While the literature on social support and its relation to intrapersonal and interpersonal functioning is ever increasing, there is a complete lack of literature on the role of self and relationship functioning in weight-loss specific support. As such, the broad literature will be discussed and hypotheses regarding weight-loss support will be based on the more general social support literature. Perceptions of social support. Perception of social support is the degree to which a person feels supported and cared for, and is a function of not only the supportive behaviours provided, but the context in which these behaviours occur. Gurung, Sarason, and Sarason highlighted the roles of the support provider and receiver’s characteristics in support perceptions, along with their views of their relationship, and the general situation in which the support occurs. It is important to consider these contextual factors in support perception as research indicates that perceptions of support rather than actual support received are related to mental health outcomes. Social support and self functioning. Higher levels of social support are generally related to better physical and psychological functioning. Individuals who report feeling supported are less lonely, less depressed, and have higher self-esteem. Psychological characteristics may be related to social support in a number of ways. First, social support appears to play a protective role in buffering individuals from stress and psychological dysfunction. Second, self functioning plays a role in the receipt and perception of social support. It is true that personality characteristics may increase support opportunities in reality. Gracia and Herrero found using Structural Equation Modeling that higher perceptions of social support within specific relationships were in part a function of personal variables including lower levels of stress and depression and higher levels of self-esteem.
The suggestion therefore is that while lower levels of social support have a deleterious impact on self functioning, self functioning also has impacts on perceptions of social support. Gurung also found that when an individual’s personal characteristics were more negative (higher depression, anxiety, loneliness, lower self-esteem), this contributed significantly to both perceptions of less support in a stressful situation and lower levels of observed support in the stressful situation. Social support and attachment. Social support and attachment style are intricately related, so much so that some researchers have suggested that perceived support is a consequence of the internal working models regarding the self and others developed in infancy (attachment style). Anxiously or avoidantly attached individuals are unlikely to expect support from their partner based on a history of relationships with others who have been unresponsive in times of need, and so may perceive less support from their partners.
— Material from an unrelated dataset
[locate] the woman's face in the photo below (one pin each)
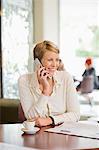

These theoretical notions have been supported by much research demonstrating an association between insecure attachment (both avoidant and anxious) and feelings of being less supported. The effect of attachment style on support perception seems to be particularly pertinent when the support is somewhat ambiguous. For the current study it was expected that women who reported higher levels of insecure (anxious or avoidant) attachment would report less frequent and helpful partner support of their weight-loss attempts.
Social support and relationship satisfaction. As outlined earlier, social support is an important part of close romantic relationships. The importance of support in a happy relationship is emphasised further in that individuals who are more satisfied in their relationship are also more likely to provide support to their partner. Collins and Feeney found that perceptions of support within an intimate relationship were coloured by the individual’s beliefs and expectations regarding the relationship and their satisfaction with the relationship. Further, the effect of relationship satisfaction on support perceptions was independent of the actual level of support provided as rated by an independent observer. This highlights the importance of the relationship context in which support is provided.